Think much, much bigger. Stay focused, yet be entrepreneurial. They’re not mutually exclusive. You can give your full attention to the job in front of you and still keep your mind open to how it might be done differently or better. If the company you start your career with doesn’t appreciate entrepreneurial thinking, find one that does. It’s important that you greatly enjoy your job and the people you work with.
IL: What qualities make an effective leader?
Humbleness, courage, fairness, caring, clear thinking, decisiveness, cognitive flexibility, intense energy and focus, and a willingness to sacrifice your personal life for the sake of your employees. You also need the ability to rally the organization around a single, coherent vision; and hire people who are more talented than you are in what they bring to the table.
IL: What leaders inspire you?
Futurist Ray Kurzweil is an inspiration as a thought leader, particularly in the area of artificial intelligence. He can look at contemporary trends and envision the outcomes one decade or one century into the future. Kurzweil also puts his brain to practical use as an inventor. And, like many great thinkers, he’s fearless about being proven wrong. It’s a powerful mix.
IL: If you channel your inner Ray Kurzweil, what disruptive innovations will have the greatest impact on logistics?

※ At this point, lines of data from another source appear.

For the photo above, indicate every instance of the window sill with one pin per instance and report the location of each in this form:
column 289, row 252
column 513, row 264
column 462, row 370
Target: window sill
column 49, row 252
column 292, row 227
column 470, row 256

Artificial intelligence is much closer to practical application than most people realize. It has huge implications for almost every industry, but particularly for service industries that require nuanced decision-making. Nanotechnology is another potentially disruptive innovation that can alter the flow of manufactured goods, and eventually the contract logistics process. In the long-term, genomics will affect supply chain patterns as we better understand the genetic drivers of health, lifestyle, and even retail preferences.